Learning from User Selection
The related concepts identified through fuzzy rules are only an informed guess of what consumers may find useful in constructing a query. The relevance and value of a recommendation will ultimately be confirmed by usage, which provides a means for us to improve the quality of the recommendations. Our system learns from usage by continuously updating the QRYLOG table: when a suggested concept is selected by a user, its occurrence with the query concept is increased by one. The original QRYLOG table only contains concepts that consumers can recall; the new co-occurrence indicates what can be recognized. Assuming that “psoriasis” and “eczema” are both in the suggestion list for a query of “skin” with similar ranking, if users consistently click on “psoriasis” but never “eczema,” the co-occurrence of “psoriasis” and “skin” will become higher over time, which in turn will boost its ranking over “eczema.”
Implementation
HIQuA is implemented using a 3-tier client-server architecture. The client is a Java applet that runs in a Web page, the middle tier is an Apache Tomcat Web server, and the back end is a MySQL database server containing millions of medical concepts and relations derived from the Unified Medical Language System (UMLS), which is provided by the National Library of Medicine, and the query log data. Queries are submitted to 1 of several major search engines, with Google™ being the default.

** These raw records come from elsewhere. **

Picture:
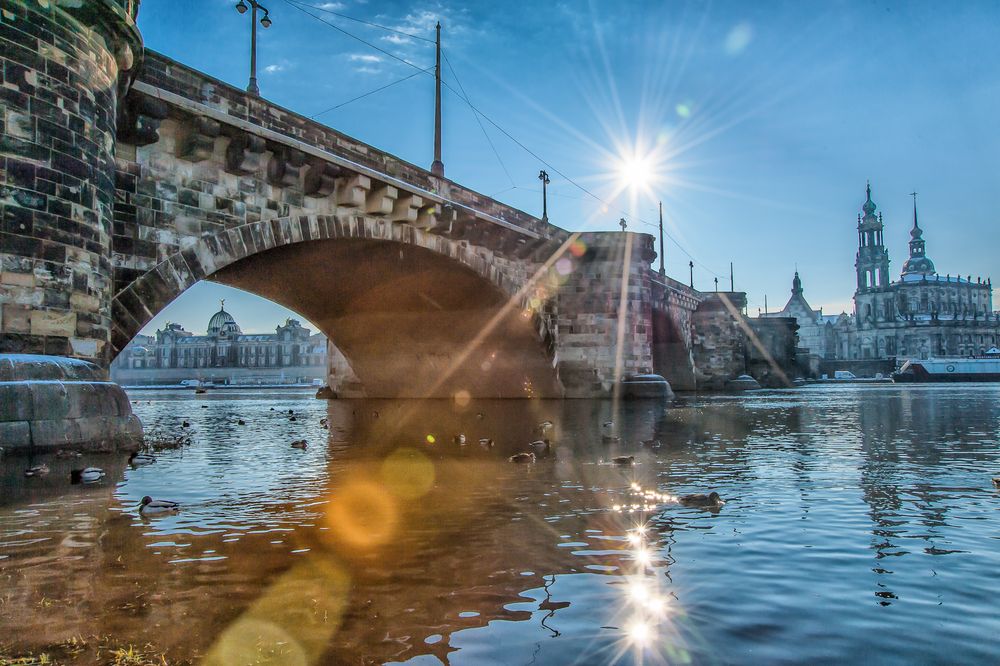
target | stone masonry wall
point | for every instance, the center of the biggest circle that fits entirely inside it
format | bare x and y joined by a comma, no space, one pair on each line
58,101
718,340
587,311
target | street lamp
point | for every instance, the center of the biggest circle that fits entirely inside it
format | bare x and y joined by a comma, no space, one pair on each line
544,177
265,22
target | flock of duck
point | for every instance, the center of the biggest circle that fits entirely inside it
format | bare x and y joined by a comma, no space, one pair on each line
536,450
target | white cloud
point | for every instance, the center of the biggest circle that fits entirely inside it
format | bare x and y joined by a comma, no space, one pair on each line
397,39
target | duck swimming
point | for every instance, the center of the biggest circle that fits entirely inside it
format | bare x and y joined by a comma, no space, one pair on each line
712,500
138,459
86,475
150,505
541,447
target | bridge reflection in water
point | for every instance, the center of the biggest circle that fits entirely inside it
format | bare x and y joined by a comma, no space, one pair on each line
851,513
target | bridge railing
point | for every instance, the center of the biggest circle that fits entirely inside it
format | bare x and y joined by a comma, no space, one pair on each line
160,73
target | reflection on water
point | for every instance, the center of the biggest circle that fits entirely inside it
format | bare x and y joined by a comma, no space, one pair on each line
856,519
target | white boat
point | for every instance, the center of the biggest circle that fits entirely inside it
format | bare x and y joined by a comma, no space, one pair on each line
982,368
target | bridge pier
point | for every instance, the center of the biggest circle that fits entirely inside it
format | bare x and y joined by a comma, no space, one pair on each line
66,66
602,309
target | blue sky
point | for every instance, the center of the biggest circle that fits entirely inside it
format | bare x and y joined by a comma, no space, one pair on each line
757,124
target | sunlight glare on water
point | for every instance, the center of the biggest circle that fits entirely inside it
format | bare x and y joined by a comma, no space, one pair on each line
852,516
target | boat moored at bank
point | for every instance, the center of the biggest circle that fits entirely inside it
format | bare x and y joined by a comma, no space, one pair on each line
982,368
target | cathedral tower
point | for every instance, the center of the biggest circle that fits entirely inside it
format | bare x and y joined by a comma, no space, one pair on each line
872,262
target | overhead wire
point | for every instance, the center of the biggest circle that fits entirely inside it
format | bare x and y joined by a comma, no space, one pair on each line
370,92
465,98
299,6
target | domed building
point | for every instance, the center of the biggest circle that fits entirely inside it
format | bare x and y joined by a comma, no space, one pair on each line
923,314
224,355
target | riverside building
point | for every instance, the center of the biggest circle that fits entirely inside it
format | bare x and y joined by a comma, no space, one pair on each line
923,314
224,355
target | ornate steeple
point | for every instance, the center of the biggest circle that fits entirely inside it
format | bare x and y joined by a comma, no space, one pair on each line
869,206
796,285
872,261
918,263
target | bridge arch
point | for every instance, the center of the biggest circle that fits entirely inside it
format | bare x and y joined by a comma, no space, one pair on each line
416,314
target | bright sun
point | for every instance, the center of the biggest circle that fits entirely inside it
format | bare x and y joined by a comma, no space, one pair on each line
635,172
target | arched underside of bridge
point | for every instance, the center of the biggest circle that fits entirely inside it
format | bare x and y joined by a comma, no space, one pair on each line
414,318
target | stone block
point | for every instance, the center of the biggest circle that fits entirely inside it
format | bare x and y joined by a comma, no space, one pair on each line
15,402
18,279
16,319
15,435
81,302
406,207
381,200
87,347
353,192
48,322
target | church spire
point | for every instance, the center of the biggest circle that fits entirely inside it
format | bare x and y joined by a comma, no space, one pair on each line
796,284
918,263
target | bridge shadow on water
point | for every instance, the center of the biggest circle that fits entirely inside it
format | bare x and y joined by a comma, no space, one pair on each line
387,539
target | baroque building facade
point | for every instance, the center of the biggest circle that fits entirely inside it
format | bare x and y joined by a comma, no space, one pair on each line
224,355
923,314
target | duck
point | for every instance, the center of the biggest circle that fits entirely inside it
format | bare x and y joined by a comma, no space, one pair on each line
541,447
138,459
165,444
711,500
86,475
150,505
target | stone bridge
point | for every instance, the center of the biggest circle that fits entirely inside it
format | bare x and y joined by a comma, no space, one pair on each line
128,177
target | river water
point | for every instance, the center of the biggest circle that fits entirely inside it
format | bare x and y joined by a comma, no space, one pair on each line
860,524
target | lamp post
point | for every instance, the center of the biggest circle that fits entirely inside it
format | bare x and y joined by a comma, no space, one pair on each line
544,177
663,252
265,22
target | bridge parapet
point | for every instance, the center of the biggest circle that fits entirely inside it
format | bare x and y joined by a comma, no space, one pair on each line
181,90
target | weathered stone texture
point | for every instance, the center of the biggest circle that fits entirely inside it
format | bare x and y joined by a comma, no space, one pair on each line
61,64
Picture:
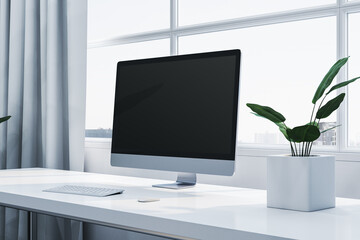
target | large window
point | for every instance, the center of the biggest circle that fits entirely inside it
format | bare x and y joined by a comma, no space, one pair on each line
287,48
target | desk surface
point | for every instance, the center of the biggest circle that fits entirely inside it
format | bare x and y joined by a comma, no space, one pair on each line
203,212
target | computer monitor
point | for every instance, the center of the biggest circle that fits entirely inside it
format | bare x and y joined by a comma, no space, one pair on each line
177,113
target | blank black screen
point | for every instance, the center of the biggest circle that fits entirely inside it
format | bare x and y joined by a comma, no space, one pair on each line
181,106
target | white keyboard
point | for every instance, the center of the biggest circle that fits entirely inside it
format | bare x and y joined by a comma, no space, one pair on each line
85,190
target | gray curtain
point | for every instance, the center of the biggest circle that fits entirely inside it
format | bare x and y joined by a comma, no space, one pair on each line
42,86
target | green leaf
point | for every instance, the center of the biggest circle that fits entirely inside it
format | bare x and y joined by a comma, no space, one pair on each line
342,84
330,128
325,83
281,125
314,123
330,107
305,133
267,112
283,129
3,119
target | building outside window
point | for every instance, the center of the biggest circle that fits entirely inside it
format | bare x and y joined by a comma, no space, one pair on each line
287,48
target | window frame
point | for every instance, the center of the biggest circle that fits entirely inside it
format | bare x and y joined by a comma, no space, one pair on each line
340,10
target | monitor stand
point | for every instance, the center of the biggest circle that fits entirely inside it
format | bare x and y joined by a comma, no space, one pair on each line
184,180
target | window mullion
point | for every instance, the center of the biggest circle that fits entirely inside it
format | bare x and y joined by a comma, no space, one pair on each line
174,15
342,51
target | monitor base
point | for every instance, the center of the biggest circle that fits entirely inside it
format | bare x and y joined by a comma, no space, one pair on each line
184,180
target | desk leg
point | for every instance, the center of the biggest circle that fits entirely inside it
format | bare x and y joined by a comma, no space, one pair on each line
32,226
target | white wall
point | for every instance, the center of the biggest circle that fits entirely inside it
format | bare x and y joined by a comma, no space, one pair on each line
250,172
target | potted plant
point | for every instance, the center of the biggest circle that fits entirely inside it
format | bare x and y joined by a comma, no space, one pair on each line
301,181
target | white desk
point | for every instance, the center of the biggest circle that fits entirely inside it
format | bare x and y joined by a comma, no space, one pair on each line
203,212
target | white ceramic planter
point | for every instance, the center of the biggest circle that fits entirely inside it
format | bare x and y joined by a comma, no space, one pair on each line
301,183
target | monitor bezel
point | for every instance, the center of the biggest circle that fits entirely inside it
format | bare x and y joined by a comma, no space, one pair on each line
168,162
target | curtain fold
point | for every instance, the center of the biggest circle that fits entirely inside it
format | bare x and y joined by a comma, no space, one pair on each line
42,86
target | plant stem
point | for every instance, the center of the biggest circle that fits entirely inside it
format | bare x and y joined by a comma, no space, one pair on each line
292,149
302,150
312,113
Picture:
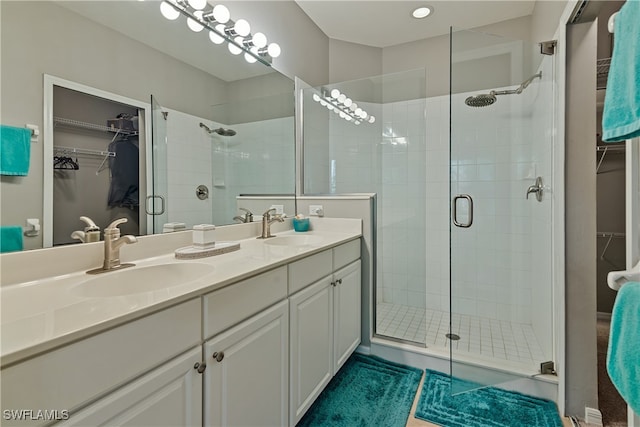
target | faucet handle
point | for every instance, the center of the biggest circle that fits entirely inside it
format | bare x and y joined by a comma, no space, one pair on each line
268,213
116,223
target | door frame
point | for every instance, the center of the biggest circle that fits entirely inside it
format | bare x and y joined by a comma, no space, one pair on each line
146,167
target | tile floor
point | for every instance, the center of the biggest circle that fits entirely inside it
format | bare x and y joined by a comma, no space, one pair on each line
497,339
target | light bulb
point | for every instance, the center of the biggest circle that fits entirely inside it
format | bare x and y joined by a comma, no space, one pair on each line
194,25
242,27
221,14
249,58
235,50
259,40
198,4
274,50
216,38
168,11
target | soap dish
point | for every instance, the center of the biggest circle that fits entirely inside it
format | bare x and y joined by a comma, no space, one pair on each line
192,252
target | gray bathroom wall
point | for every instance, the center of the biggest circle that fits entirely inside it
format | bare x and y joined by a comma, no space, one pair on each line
580,219
305,48
351,61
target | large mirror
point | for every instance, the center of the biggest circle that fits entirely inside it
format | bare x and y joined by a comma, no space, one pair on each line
218,135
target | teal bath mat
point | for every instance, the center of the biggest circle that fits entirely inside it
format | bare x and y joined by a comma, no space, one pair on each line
483,407
367,391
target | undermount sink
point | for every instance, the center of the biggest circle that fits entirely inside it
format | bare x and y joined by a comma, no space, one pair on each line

For a given query, HIQuA suggests a list of modifiers and related concepts. Users may look up definitions of the suggestions, add them to the query, exclude them from the query, or replace the initial query with the suggested terms. The modified query is then submitted to the search engine for free-text search. Users may also further explore the related concepts of any recommended concept; these further related concepts are identified by HIQuA in the same fashion as for the original query concept. A screen shot of HIQuA is shown in ▶.
Usability tests were performed to ensure that the user interface was clearly understood by consumers. We recruited 25 consumers from the Brigham and Women's Hospital in Boston to test the system, and iteratively improved the system according their feedback. Users sometimes discovered bugs due to using the system in unexpected ways. They also pointed out what they found confusing and made some useful suggestions regarding features they would like to see, one of which was a navigable history list of searches (▶).
Evaluation
Data Collection
We performed a formal evaluation of the system (BWH IRB Protocol #2003P000710). Consumers who were not health care professionals were recruited from the Bunker Hill Community College (BHCC). The eligibility criteria for the study were some experience with the Web, age 18 or above, not a physician or nurse, and able to read and write English. Flyers and posters advertising the study were posted in the BHCC lobbies. A BHCC computer laboratory room was borrowed to be the study site. Two discount movie tickets (approximate $10 value) were given to each subject who completed the study, which usually required 20 to 30 minutes. The recruitment and testing took place during June and July of 2004.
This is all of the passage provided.